Tryon sewage woes continue

Published 8:09 pm Tuesday, June 26, 2012

Resident asks town who is liable when sewage backs up
The Town of Tryon continues to have issues with sewage spills along East Howard Street.
Eunice Whitmire spoke to Tryon Town Council on June 19 about her sewage problem. Whitmire said she frequently has sewage spill into her yard and house during heavy rains. She said the town recently put a cap on the manhole so sewage can’t come up, and she asked the town who is going to do the clean-up when the sewage comes in her house because it no longer can spill out from the manhole.
“My question for the day is who is going to be liable?” Whitmire asked council. “They put a cap on (the manhole) so sewer can’t come up. Who’s liable when that thing backs up? Where’s the water going?”
Council discussed the town’s ongoing problem with sewage backing up into Whitmire’s yard and home and said the town is liable for the problem and the clean up.
“We are (liable) and that’s the bottom line,” said councilman Roy Miller. “Those things need to be done. If the town can’t do it then we need to get a contractor to do it. We shouldn’t have town sewage [spill] and just leave it. We should not have this lady going out in her yard and smelling sewer and it’s not her fault.”
Whitmire approached council last month after heavy rains and council decided that the town would clean up Whitmire’s yard and house whenever spills occurred.

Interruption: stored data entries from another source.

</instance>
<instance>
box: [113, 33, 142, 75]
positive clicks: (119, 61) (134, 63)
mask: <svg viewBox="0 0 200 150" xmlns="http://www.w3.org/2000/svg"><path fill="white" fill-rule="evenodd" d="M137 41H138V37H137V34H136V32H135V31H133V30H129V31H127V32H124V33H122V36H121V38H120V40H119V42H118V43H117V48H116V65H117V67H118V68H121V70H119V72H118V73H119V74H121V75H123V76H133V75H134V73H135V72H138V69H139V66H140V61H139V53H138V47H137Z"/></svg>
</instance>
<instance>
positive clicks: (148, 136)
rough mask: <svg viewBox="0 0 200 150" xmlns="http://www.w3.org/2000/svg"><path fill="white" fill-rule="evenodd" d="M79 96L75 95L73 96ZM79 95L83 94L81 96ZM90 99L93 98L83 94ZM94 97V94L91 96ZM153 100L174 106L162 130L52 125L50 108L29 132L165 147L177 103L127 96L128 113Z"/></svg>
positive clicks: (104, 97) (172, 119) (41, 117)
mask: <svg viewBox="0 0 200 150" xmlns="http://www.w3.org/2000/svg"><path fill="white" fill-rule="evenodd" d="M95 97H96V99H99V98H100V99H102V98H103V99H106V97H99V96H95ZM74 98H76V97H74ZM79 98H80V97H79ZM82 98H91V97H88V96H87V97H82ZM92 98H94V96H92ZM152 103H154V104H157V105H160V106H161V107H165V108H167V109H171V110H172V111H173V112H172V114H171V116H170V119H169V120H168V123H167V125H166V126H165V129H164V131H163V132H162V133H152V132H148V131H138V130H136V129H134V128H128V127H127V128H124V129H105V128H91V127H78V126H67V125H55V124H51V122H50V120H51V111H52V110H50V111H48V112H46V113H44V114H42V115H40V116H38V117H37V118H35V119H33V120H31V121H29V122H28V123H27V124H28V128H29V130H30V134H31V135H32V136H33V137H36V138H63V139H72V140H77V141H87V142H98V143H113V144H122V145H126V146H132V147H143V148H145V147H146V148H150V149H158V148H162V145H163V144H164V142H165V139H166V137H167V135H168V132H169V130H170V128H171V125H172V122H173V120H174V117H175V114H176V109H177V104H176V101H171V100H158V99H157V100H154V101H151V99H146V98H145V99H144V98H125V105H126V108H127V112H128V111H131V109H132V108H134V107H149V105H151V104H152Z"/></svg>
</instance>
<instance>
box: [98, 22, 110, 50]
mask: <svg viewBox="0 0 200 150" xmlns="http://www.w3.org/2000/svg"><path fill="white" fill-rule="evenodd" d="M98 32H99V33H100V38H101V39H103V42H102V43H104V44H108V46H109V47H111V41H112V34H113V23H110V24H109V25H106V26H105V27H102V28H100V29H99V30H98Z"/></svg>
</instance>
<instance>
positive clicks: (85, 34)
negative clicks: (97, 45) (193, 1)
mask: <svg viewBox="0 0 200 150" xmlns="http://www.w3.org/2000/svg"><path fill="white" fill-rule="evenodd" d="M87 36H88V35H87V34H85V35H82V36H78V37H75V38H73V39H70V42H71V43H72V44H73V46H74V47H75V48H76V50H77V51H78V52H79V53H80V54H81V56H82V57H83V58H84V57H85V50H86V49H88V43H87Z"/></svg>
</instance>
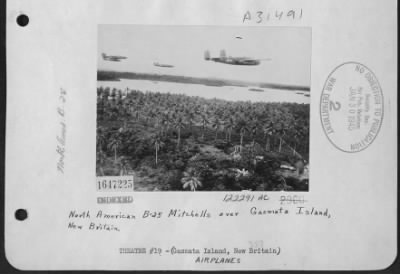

The town has applied for a grant to replace the sewer line along East Howard Street, which has been estimated at more than $600,000.
Council members expressed concern last week that Whitmire’s yard had not yet been cleaned.
Tryon Public Works Director Joel Burrell said engineer John Hollifield visited the area to see what could be done to help the situation. Burrell said they looked to see if a ditch could be dug to the creek, but the town was advised by the N.C. Department of Environment and Natural Resources (DENR) to put a three-foot riser on the lid of the manhole and cap it.
“(Whitmire) should not have overflow on that manhole but there is potential it will go in her house,” Burrell said.
Last month the town said it would clean up any spills occurring at Whitmire’s home and said if multiple backflow units need to be installed the town would do so in an attempt to stop backflow into her home. Whitmire has detailed graphic occurrences over the past couple of years of sewage backing up into her bathtub and toilet paper and sewage running in her front yard following heavy rains.
“If they put the backflow in, it might work, it might not,” Whitmire said. “It’s going to come (in the house).”
Council members were again sympathetic to Whitmire, saying they hate she has to live in that house.
“It sounds like our people need to do what it takes,” said Tryon Mayor Alan Peoples. “I’m sorry you have to live there. We can fix your yard.”
Councilman Doug Arbogast agreed. He said the town needs to do the clean-up the next day no matter what it costs.
“If it was my house or your house we would want something done,” Miller said.
Miller also mentioned the town has an ordinance that fines people if raw sewage is spilling on the ground, so the town is not adhering to its own ordinance.
Tonya Glover, Whitmire’s daughter, said in the summer, they cannot have family over to her mom’s house because it smells like urine.
“We take our shoes off every time we go into her house,” Glover said. “All of East Howard Street smells like sewage.”